The Shape of Water is this year’s best picture winner and so I was keen to see what all the hype was about. Written and directed by Guillermo del Toro, The Shape of Water is the story of Elisa (Sally Hawkins), a cleaner in a secret research laboratory during the Cold War. One day a very special asset arrives at the lab, along with new security man Richard Strickland (Michael Shannon), and Elisa finds herself bonding with this amphibian man (Doug Jones), with whom she appears to have a special connection.
When I think about films that seem primed to win Oscars, The Shape of Water is not really one that I would expect to win. It is aesthetically beautiful, with Dan Lausten’s cinematography really lifting the scenes. It is also a film that is fairly weird, this is a film with a love story between a woman and a merman at its heart after all. That being said, it is also a film about outsiders. Elisa is a mute who only communicates through sign language, who lives next door to Giles (Richard Jenkins) who is gay and whose only friend at work is Zelda (Octavia Spencer), a black woman. They come up against the wrath of the all-American Strickland, an exemplar of everything that is wrong with seeing the world in a very narrow way. At a time where the other is instantly distrusted, The Shape of Water is a dark, fairy-tale-esque exploration of the possible extreme results from this.
The Cold War setting plays on the edges of this film, with Michael Stuhlbarg playing a Russian spy, who ultimately becomes too attached to the science behind the merman as opposed to its possible use as an asset for the Soviet project. I’m a bit obsessed with the Cold War so this was only a good thing for me, and I felt that it was well-integrated into the main plot. I also liked the fact that the Russians actually spoke Russian, rather than English with a bizarre accent.
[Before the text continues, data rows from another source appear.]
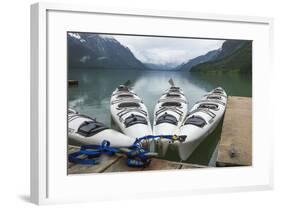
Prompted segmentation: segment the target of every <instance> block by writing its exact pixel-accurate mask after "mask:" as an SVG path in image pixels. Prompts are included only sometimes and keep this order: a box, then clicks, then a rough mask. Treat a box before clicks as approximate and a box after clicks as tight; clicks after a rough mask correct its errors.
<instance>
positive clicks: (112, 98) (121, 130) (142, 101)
mask: <svg viewBox="0 0 281 208" xmlns="http://www.w3.org/2000/svg"><path fill="white" fill-rule="evenodd" d="M110 111H111V117H112V120H113V122H114V124H115V125H117V126H118V128H119V129H120V130H121V131H122V132H123V133H124V134H126V135H127V136H129V137H131V138H134V139H136V138H140V137H143V136H147V135H151V134H152V129H151V124H150V121H149V115H148V111H147V108H146V106H145V105H144V103H143V101H142V99H141V98H140V97H139V96H137V94H136V93H135V92H134V91H133V90H131V89H129V87H128V86H125V85H120V86H119V87H118V88H116V90H114V91H113V93H112V96H111V100H110Z"/></svg>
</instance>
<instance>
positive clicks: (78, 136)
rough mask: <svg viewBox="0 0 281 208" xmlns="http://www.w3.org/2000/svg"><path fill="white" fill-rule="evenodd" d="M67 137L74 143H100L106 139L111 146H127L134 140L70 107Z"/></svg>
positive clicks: (126, 146)
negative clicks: (71, 108) (67, 134)
mask: <svg viewBox="0 0 281 208" xmlns="http://www.w3.org/2000/svg"><path fill="white" fill-rule="evenodd" d="M68 139H69V142H70V143H75V144H76V145H101V143H102V142H103V141H104V140H107V141H109V142H110V146H112V147H129V146H131V145H132V144H133V143H134V142H135V139H133V138H131V137H128V136H126V135H124V134H122V133H120V132H118V131H115V130H113V129H109V128H108V127H106V126H105V125H104V124H103V123H101V122H98V121H97V120H96V119H94V118H91V117H89V116H86V115H82V114H79V113H78V112H77V111H75V110H72V109H68Z"/></svg>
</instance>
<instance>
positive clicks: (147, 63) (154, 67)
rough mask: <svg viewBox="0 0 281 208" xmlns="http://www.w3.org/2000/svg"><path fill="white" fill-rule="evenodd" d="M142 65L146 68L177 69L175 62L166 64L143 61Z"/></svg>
mask: <svg viewBox="0 0 281 208" xmlns="http://www.w3.org/2000/svg"><path fill="white" fill-rule="evenodd" d="M144 65H145V66H146V67H147V68H148V69H152V70H163V71H164V70H167V71H169V70H178V69H177V66H176V64H173V63H168V64H153V63H144Z"/></svg>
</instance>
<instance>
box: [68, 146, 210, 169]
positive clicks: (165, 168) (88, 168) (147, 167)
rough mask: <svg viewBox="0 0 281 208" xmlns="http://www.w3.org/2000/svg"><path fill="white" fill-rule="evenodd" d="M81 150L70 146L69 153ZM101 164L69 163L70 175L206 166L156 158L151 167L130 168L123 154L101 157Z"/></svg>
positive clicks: (199, 167) (76, 147) (188, 167)
mask: <svg viewBox="0 0 281 208" xmlns="http://www.w3.org/2000/svg"><path fill="white" fill-rule="evenodd" d="M77 150H79V147H78V146H71V145H69V146H68V153H72V152H75V151H77ZM99 159H100V163H99V164H97V165H80V164H73V163H70V162H69V163H68V174H81V173H107V172H128V171H144V170H174V169H191V168H203V167H206V166H202V165H194V164H188V163H180V162H172V161H168V160H162V159H157V158H154V159H152V161H151V163H150V165H149V166H148V167H145V168H134V167H128V166H127V164H126V158H125V157H124V156H123V155H121V154H116V155H114V156H108V155H105V154H104V155H102V156H101V157H99Z"/></svg>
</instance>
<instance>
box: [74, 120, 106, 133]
mask: <svg viewBox="0 0 281 208" xmlns="http://www.w3.org/2000/svg"><path fill="white" fill-rule="evenodd" d="M105 129H108V127H106V126H105V125H104V124H103V123H100V122H97V121H94V120H93V121H84V122H83V123H82V124H81V125H80V126H79V128H78V130H77V133H78V134H80V135H82V136H85V137H90V136H93V135H95V134H97V133H99V132H101V131H103V130H105Z"/></svg>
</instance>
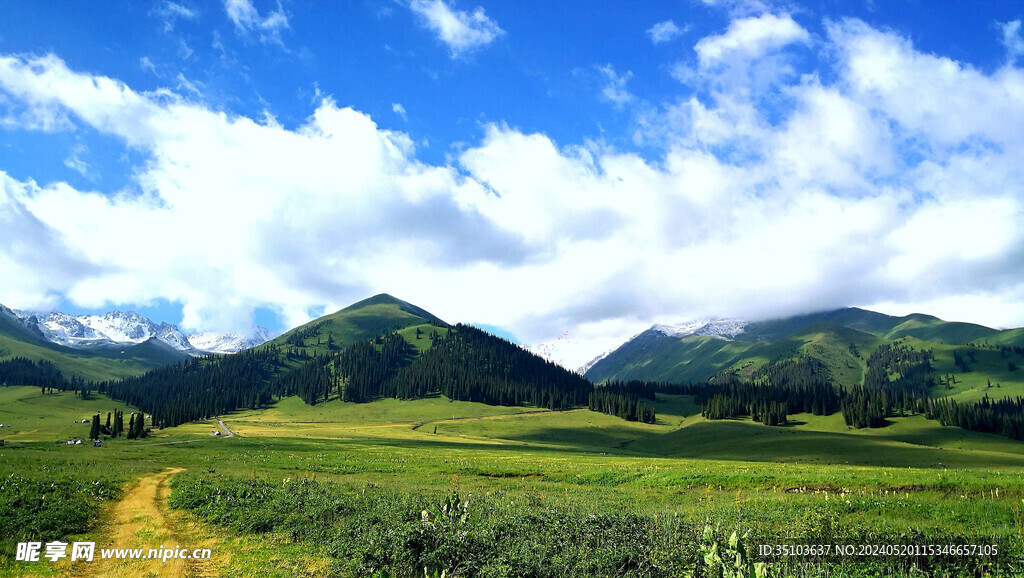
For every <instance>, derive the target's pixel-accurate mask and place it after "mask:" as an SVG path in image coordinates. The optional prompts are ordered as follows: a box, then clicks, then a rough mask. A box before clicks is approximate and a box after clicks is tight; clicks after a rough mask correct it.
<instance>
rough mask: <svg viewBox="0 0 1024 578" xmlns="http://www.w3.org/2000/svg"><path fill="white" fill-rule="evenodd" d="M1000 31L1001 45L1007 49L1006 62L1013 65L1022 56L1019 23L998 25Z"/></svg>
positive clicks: (1020, 33)
mask: <svg viewBox="0 0 1024 578" xmlns="http://www.w3.org/2000/svg"><path fill="white" fill-rule="evenodd" d="M1000 28H1001V29H1002V45H1004V46H1006V48H1007V60H1008V61H1009V63H1010V64H1011V65H1014V64H1016V63H1017V60H1018V59H1019V58H1020V57H1021V56H1024V38H1022V37H1021V22H1020V20H1013V22H1009V23H1006V24H1004V25H1000Z"/></svg>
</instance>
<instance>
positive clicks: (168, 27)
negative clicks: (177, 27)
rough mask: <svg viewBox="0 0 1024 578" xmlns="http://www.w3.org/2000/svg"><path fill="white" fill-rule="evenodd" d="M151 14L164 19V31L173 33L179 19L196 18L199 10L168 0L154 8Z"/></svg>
mask: <svg viewBox="0 0 1024 578" xmlns="http://www.w3.org/2000/svg"><path fill="white" fill-rule="evenodd" d="M151 14H156V15H158V16H160V17H161V18H162V19H163V20H164V32H165V33H171V32H173V31H174V26H175V25H176V24H177V20H178V19H185V20H195V19H197V18H199V12H197V11H196V9H195V8H191V7H190V6H186V5H185V4H182V3H178V2H170V1H166V2H164V3H162V4H160V5H159V6H158V7H157V8H154V9H153V11H152V12H151Z"/></svg>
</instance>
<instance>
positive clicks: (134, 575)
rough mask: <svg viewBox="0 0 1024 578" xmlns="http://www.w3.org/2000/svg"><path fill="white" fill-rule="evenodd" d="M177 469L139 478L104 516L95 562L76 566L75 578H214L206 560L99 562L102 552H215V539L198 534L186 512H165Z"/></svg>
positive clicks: (213, 555) (212, 571) (169, 510)
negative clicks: (115, 548)
mask: <svg viewBox="0 0 1024 578" xmlns="http://www.w3.org/2000/svg"><path fill="white" fill-rule="evenodd" d="M180 471H183V470H182V469H181V468H167V469H165V470H163V471H161V472H159V473H151V474H148V476H143V477H142V478H139V480H138V482H137V483H136V484H135V485H134V486H133V487H132V488H130V489H129V490H128V491H127V492H126V493H125V495H124V496H123V497H122V498H121V501H119V502H118V503H117V504H115V506H114V507H113V508H112V510H111V511H110V513H109V514H108V515H109V517H110V519H111V522H110V524H109V525H108V530H106V532H104V536H103V537H102V538H100V539H99V540H97V542H96V552H95V559H94V560H93V562H91V563H81V562H80V563H76V564H75V572H74V574H73V575H74V576H80V577H86V576H104V577H105V576H111V577H129V576H131V577H137V576H174V577H183V576H197V577H198V576H217V575H218V573H217V572H216V569H215V568H214V567H213V565H212V564H211V561H209V560H188V561H184V560H168V561H167V562H162V561H160V560H101V556H100V549H101V548H142V555H143V556H144V555H145V554H146V553H147V552H148V550H150V548H157V549H158V550H159V549H160V547H161V546H164V547H165V548H174V547H176V546H180V547H182V548H187V549H189V550H191V549H193V548H211V549H212V553H213V556H216V554H217V542H218V540H217V539H216V538H215V537H211V536H210V535H209V534H205V533H204V532H201V531H200V530H199V529H198V528H197V527H196V526H195V524H193V523H190V522H188V521H187V520H186V517H185V514H183V513H182V512H178V511H170V510H168V508H167V497H168V496H169V495H170V493H171V489H170V485H169V482H170V480H171V478H173V477H174V474H176V473H178V472H180Z"/></svg>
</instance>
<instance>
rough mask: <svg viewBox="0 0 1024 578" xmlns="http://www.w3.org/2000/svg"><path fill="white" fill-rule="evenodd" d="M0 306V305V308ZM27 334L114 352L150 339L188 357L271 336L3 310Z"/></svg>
mask: <svg viewBox="0 0 1024 578" xmlns="http://www.w3.org/2000/svg"><path fill="white" fill-rule="evenodd" d="M0 306H3V305H0ZM4 311H5V312H8V313H9V314H10V315H11V316H13V317H14V318H15V319H17V320H18V321H19V322H20V324H22V325H23V326H25V327H26V328H27V329H28V330H29V331H30V333H32V334H34V335H36V336H38V337H41V338H43V339H44V340H46V341H48V342H50V343H53V344H56V345H60V346H65V347H70V348H72V349H83V350H85V349H96V348H116V347H119V346H124V345H138V344H140V343H144V342H146V341H148V340H151V339H157V340H158V341H160V342H162V343H164V344H166V345H167V346H169V347H171V348H173V349H176V350H178V352H182V353H184V354H187V355H190V356H197V355H207V354H233V353H238V352H240V350H242V349H246V348H249V347H253V346H256V345H259V344H261V343H263V342H265V341H267V340H269V339H270V338H272V337H273V336H275V333H274V332H273V331H271V330H269V329H266V328H264V327H258V326H257V327H255V328H253V330H251V331H250V332H248V333H247V334H241V333H218V332H201V333H184V332H183V331H181V330H180V329H178V327H177V326H176V325H174V324H170V323H166V322H161V323H159V324H158V323H156V322H154V321H153V320H151V319H150V318H147V317H145V316H143V315H141V314H138V313H135V312H131V311H128V312H121V311H117V309H115V311H111V312H106V313H104V314H101V315H77V316H76V315H70V314H65V313H61V312H46V313H44V312H22V311H16V309H11V308H9V307H6V306H4Z"/></svg>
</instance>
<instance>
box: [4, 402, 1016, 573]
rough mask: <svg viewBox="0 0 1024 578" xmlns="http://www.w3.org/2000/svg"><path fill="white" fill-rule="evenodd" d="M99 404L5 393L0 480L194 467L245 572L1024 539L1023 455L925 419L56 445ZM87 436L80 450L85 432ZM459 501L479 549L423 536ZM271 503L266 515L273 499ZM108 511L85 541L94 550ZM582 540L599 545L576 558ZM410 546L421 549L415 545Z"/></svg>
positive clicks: (7, 554) (840, 561) (247, 416)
Sally Hawkins is the stand-out performance in this film. As her character cannot speak, Hawkins has to portray all of her characters feelings through her face and body language and she is just perfect at doing that. She is shy and passionate and cheeky all at once. As her opposite, Michael Shannon is just awfully good as Richard Strickland, who is the perfect bad guy in this gothic fairy tale. My other favourite performance has to be that of Richard Jenkins as Elisa’s neighbour Giles. His desperation to find acceptance, his love of old Hollywood musicals and of Elisa herself is just beautifully portrayed, and I’m glad to see that he received award nominations this year. I do just wish that Spencer had had more to do than play Elisa’s kind of sassy black friend.